PUT /_ml/datafeeds/datafeed-epg-top-10-sdfid-anomaly/
{
  "indices": [
    "mo-ps-epg-counter*"
  ],
"query":{"bool":{"filter":[{"query_string":{"analyze_wildcard":true,"query":"counter:downlink-bytes AND ( application-name:Default_SDFID OR application-name:Heuristics_Youtube OR application-name:Facebook OR application-name:Domain_Snapchat OR application-name:Default_HTTP OR application-name:Domain_Youtube OR application-name:Domain_Instagram OR application-name:Whatsapp OR application-name:Google_Play_Apps OR application-name:Twitter OR application-name:Anghami OR application-name:Snapchat OR application-name:IP_Snapchat OR application-name:Heuristics_IMO OR application-name:Heuristics_Facebook_VOIP OR application-name:Education OR application-name:Telegram OR application-name:Heuristics_P2P OR application-name:Googlemaps)"}}]}},
 "aggregations": {
  "application-name": {"terms": {"field": "application-name"},
   "aggregations": {
    "node": {"terms": {"field": "node"},
    "aggregations": {
		"buckets": {
        "date_histogram": {
          "field": "@timestamp",
          "interval": "5m"
        },
        "aggregations": {
          "@timestamp": {
            "max": {
              "field": "@timestamp"
            }
          },
          "bytes": {
            "sum": {
              "field": "value"
            }
          },
          "bytes_deriv": {
            "derivative": {
              "buckets_path": "bytes",
			  "unit" : "second"
            }
          },
          "traffic_gbps": {
          "bucket_script": {
            "buckets_path": {
              "my_var1": "bytes_deriv.normalized_value"
            },
            "script": "params.my_var1 * 8 / (1000*1000*1000)"
          }
         }		  
        }
      }
    }
  }
 }
}
}
,
  "frequency": "300s",
  "job_id": "epg-top-10-sdfid-anomaly",
  "datafeed_id": "datafeed-epg-top-10-sdfid-anomaly",
  "query_delay": "300s"
  
}

However i still have problem with point#1 , graph is not showing in anomaly explorer, only showing in single metric viewer.

Anyone have idea how to solve this issue.

Thanks.

Tom_Veasey · September 21, 2020, 2:59pm

This is a known issue with scripted fields.

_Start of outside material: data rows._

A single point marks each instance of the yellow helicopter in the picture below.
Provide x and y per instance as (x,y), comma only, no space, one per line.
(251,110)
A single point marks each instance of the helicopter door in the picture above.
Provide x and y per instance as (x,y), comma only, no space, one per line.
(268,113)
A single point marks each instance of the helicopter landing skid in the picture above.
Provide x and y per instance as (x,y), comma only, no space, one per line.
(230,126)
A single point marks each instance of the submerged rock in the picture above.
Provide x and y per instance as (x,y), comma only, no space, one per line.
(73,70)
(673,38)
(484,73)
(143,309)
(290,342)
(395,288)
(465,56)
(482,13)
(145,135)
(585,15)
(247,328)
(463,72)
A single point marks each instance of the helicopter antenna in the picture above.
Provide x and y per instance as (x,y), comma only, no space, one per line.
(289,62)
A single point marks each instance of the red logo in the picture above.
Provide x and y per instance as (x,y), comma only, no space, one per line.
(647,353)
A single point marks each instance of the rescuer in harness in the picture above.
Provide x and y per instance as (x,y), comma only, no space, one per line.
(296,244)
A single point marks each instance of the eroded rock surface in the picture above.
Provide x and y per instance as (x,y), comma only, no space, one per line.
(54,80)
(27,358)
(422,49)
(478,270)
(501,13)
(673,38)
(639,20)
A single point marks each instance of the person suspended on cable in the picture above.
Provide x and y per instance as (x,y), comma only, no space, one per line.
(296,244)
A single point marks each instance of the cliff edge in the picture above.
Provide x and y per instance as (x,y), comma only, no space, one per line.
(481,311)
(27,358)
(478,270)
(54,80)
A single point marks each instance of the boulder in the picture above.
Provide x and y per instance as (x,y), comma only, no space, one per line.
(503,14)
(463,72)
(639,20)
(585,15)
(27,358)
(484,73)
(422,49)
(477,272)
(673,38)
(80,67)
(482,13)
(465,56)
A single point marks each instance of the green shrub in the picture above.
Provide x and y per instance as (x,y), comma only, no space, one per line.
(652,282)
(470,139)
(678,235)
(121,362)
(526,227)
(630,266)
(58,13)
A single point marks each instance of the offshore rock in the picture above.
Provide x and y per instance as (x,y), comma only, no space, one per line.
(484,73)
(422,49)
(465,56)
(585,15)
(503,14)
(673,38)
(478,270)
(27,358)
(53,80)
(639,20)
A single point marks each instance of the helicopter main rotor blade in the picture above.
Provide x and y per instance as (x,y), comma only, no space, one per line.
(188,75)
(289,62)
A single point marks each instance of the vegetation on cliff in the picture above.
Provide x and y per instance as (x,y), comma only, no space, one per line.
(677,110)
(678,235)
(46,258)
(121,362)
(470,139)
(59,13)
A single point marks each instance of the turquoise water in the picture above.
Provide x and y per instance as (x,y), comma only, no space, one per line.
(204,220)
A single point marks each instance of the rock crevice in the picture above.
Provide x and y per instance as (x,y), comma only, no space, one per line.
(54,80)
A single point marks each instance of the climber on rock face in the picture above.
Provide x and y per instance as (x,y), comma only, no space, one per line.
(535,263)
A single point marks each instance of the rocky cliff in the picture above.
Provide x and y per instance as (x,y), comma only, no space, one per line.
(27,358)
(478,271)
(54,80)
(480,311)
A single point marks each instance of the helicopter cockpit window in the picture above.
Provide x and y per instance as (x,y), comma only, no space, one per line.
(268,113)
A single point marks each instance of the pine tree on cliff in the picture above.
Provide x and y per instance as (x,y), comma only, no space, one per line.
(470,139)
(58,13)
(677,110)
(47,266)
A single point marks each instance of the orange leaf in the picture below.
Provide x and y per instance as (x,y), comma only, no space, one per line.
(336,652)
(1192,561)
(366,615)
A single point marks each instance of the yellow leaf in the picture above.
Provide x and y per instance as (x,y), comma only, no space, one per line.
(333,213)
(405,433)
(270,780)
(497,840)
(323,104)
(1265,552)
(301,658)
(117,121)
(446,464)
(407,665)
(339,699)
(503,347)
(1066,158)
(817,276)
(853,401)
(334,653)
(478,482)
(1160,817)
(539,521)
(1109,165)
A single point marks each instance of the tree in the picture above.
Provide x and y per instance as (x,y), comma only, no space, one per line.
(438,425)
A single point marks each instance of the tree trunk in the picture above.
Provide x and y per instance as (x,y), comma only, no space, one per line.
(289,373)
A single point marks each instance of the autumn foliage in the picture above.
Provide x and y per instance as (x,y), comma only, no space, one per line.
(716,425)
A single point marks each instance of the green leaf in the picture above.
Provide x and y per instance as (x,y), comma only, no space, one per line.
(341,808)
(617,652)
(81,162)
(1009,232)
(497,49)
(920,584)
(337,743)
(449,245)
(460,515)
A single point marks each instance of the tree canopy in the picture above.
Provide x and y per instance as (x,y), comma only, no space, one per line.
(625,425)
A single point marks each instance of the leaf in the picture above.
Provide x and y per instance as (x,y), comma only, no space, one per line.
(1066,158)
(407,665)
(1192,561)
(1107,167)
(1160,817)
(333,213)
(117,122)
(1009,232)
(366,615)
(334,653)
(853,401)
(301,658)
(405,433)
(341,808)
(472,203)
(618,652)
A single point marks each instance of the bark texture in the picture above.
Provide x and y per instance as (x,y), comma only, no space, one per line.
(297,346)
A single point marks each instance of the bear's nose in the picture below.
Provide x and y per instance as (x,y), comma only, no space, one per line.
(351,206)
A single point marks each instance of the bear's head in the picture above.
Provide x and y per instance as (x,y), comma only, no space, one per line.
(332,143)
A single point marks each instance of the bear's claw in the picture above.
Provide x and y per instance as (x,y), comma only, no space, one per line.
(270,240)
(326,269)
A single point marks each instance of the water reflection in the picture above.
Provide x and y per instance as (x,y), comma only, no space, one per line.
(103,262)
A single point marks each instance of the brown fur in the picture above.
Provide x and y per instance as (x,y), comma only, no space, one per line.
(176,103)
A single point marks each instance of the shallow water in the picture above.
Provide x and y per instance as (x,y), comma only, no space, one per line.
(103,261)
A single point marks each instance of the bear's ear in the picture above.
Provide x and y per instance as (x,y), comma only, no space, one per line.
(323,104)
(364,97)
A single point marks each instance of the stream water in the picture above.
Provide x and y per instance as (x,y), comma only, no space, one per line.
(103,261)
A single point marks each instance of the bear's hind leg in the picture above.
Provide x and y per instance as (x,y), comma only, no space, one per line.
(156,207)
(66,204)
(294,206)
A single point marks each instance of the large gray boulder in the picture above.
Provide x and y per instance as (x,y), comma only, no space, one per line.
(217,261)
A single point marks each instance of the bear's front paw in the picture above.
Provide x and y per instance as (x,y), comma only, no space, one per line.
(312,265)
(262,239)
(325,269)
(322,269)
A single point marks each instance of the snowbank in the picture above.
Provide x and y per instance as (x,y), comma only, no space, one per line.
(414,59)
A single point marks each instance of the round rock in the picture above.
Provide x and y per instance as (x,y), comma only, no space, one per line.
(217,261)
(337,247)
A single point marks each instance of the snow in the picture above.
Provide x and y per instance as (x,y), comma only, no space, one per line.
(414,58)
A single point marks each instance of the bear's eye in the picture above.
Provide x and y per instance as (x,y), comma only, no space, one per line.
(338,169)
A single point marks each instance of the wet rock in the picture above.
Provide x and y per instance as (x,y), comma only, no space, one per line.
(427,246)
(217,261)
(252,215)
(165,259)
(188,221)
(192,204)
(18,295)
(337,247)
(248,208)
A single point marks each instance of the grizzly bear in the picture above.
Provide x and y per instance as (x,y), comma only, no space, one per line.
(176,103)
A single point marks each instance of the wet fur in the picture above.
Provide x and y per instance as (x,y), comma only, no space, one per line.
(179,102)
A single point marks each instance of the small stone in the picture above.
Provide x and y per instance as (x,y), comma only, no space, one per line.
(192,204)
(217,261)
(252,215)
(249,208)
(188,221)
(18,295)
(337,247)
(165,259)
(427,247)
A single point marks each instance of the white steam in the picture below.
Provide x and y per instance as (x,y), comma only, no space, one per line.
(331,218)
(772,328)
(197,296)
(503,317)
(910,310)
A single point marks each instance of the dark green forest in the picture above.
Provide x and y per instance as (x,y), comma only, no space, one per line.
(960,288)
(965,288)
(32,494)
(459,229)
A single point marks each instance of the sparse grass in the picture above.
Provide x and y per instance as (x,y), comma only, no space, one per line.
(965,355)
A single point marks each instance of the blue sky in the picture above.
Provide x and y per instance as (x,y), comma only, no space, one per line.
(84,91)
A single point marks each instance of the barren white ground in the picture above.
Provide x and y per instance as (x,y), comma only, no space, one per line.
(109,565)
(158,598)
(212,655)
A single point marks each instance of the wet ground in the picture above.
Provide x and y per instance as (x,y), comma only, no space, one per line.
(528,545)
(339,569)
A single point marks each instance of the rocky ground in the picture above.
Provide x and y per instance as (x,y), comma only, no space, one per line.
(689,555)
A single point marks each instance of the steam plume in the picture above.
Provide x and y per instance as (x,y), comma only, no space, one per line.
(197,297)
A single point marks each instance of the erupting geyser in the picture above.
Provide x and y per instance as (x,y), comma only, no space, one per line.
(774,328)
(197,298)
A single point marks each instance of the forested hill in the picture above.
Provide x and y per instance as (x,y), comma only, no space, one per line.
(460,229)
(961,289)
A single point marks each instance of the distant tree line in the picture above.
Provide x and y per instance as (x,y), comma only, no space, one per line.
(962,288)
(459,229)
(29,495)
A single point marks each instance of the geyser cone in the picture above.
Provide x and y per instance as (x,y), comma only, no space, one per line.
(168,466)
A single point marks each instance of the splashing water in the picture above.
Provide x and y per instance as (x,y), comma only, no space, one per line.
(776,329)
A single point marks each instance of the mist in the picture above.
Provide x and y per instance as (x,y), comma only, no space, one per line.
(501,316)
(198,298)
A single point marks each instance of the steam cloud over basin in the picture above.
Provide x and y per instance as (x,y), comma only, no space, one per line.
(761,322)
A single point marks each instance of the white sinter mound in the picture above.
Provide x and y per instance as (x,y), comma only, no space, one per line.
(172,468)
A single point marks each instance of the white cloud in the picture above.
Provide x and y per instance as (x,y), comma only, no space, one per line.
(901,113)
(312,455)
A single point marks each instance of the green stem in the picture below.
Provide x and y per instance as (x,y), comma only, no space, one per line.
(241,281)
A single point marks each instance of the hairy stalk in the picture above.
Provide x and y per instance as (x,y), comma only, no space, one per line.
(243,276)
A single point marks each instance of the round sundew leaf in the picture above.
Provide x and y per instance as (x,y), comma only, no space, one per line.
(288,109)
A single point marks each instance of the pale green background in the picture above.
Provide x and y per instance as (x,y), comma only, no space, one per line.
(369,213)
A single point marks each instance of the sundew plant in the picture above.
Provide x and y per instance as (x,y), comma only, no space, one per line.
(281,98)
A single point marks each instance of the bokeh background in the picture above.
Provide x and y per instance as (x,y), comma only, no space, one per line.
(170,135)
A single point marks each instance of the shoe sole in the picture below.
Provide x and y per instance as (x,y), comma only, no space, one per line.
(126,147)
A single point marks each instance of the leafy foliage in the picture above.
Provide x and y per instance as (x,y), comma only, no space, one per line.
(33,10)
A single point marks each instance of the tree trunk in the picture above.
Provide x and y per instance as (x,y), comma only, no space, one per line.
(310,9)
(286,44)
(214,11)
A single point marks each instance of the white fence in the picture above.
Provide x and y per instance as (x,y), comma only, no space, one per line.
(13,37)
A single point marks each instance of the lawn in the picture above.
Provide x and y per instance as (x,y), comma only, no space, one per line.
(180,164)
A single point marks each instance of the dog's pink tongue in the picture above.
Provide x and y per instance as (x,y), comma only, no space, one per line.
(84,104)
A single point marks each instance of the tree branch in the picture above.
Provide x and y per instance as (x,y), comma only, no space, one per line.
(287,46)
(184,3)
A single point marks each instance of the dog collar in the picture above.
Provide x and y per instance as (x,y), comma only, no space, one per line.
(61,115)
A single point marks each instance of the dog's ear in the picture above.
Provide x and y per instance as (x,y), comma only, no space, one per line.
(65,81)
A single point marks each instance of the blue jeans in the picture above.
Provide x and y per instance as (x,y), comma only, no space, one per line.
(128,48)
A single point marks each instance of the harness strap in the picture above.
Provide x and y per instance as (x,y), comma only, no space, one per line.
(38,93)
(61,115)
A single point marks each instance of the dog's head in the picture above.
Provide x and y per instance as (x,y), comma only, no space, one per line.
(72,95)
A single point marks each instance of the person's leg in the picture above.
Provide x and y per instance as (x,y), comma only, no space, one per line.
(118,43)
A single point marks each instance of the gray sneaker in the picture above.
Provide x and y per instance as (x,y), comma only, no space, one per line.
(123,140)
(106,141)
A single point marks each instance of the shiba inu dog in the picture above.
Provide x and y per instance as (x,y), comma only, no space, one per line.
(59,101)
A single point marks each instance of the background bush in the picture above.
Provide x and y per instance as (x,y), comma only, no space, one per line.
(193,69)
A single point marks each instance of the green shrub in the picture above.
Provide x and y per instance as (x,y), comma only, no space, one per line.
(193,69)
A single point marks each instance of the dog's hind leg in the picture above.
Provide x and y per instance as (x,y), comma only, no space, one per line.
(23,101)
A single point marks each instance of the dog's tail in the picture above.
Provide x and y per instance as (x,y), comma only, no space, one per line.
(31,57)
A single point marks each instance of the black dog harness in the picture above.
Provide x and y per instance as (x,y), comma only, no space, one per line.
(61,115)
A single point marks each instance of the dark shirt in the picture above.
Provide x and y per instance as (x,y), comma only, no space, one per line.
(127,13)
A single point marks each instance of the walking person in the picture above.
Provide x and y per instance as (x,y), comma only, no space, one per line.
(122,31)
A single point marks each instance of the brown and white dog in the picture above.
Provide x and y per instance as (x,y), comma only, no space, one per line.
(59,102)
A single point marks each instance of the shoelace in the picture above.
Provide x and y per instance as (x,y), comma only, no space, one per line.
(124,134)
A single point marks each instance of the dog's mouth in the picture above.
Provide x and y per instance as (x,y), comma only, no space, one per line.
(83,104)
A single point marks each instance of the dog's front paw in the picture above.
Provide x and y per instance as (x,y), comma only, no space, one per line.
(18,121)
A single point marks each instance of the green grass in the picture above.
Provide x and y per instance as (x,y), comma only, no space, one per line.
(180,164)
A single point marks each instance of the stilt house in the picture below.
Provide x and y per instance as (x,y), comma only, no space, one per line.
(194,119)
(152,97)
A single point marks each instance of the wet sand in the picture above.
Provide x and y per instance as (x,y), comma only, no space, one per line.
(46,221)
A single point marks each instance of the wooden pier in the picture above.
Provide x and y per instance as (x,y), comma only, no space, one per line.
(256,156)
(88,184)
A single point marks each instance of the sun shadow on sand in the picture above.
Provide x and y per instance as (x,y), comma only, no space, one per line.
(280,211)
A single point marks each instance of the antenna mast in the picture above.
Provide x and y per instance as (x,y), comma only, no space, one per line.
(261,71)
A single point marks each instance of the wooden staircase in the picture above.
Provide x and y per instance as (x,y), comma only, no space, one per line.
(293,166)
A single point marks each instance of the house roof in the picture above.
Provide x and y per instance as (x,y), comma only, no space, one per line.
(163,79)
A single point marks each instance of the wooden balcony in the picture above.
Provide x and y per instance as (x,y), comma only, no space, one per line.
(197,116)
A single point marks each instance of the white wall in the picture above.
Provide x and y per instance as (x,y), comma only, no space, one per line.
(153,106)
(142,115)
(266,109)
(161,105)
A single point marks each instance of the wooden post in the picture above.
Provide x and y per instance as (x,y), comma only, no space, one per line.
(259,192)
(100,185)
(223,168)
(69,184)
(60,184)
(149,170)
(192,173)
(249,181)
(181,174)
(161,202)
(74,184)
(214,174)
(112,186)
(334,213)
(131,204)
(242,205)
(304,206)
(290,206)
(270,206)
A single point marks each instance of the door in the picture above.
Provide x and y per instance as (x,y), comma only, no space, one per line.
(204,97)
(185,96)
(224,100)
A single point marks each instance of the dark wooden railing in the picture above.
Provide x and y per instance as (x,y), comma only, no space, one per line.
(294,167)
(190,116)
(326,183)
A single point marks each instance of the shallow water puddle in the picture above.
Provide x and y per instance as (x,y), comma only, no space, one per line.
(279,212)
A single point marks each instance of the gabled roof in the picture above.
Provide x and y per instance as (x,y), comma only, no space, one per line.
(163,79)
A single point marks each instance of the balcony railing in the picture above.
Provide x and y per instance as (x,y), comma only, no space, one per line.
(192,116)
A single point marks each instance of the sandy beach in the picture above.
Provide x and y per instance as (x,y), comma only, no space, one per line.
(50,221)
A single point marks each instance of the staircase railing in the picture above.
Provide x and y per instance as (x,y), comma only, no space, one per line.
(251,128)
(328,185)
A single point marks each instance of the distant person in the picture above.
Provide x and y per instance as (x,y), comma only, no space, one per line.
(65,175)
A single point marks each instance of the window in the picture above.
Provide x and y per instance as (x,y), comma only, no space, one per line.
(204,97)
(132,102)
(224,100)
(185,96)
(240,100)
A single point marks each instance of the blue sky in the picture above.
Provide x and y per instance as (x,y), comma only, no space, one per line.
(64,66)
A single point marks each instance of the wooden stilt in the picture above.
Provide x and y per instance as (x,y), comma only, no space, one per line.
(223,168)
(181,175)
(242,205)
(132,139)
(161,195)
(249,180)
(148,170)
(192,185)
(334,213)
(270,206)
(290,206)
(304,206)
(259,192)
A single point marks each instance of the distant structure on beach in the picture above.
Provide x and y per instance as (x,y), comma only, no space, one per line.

When you enable model plot this will write out the values passed to the process which performs anomaly detection. The single metric viewer reads the actual values for the chart from these job results. However, for the charts you see on the anomaly explorer we use a search of the raw data. If someone uses a script in the data feed we currently don't try and work out how to generate a query from this to show these charts. One possibility that has been raised is that we will allow custom configuration for these charts as well, for the case we can't deduce it from the data feed configuration. See this issue.

heric · September 22, 2020, 4:38am

Thank you @Tom_Veasey

system · October 20, 2020, 4:38am

This topic was automatically closed 28 days after the last reply. New replies are no longer allowed.